In this post, I will present how to modify the remote control (soldering and mechanical changes), how to extend the car, and how to stream live video, with low latency, from the Raspberry Pi to a laptop using GStreamer and OpenCV. An upcoming post will show a reliable neural net model for automated steering.

I originally published this article on LMR in December, 2018, but I decided to post an updated version with better formatting and some editing on my own website, now.

Introduction

Initially, I wanted to use the Boe-Bot robot base I had already and modified to have a kind of arm (pan-and-tilt-mechanism) for a camera and a ToF sensor to measure distances. I extended it further with custom made encoders, that keep track of the wheels’ position, a custom power supply, several additional levels made of wood for mounting various PBCs, etc.

Since it’s all a rather small form factor, it is a bit fiddly to get right. There are also too many things that need to be really reliable (e.g., measurement of wheel speed) before I could use this base for the autonomous car project. Finally, it uses differential steering, and not Ackermann steering like a real car.

So I decided to simply use a toy RC car as a basis, a Raspberry Pi, with a power bank, and a remote control that could be modified. Searching the web I even found several projects that did just that, which I used as inspiration.

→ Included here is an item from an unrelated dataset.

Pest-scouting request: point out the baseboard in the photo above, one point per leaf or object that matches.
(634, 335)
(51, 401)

To get a good overview of how (self-)driving and training works, it is useful to describe the two modes the car can be in.

Operating modes of the car

The car can be either in run mode (autonomous driving) or in training mode (learning to drive).

Run mode (autonomous driving)

The car should drive along a lane whose borders are delimited with paper sheets, on the left and right side. Each camera image from the Raspberry Pi is sent over WiFi and fed into a neural net on the laptop, that has a steering command (either of these: forward, forward left, forwad right) as output. That command gets translated to a set of button presses on the remote control by the Arduino.

This way the RC car drives autonomously along a lane, provided the neural net can extract the relevant features to derive the appropriate drive commands at each frame.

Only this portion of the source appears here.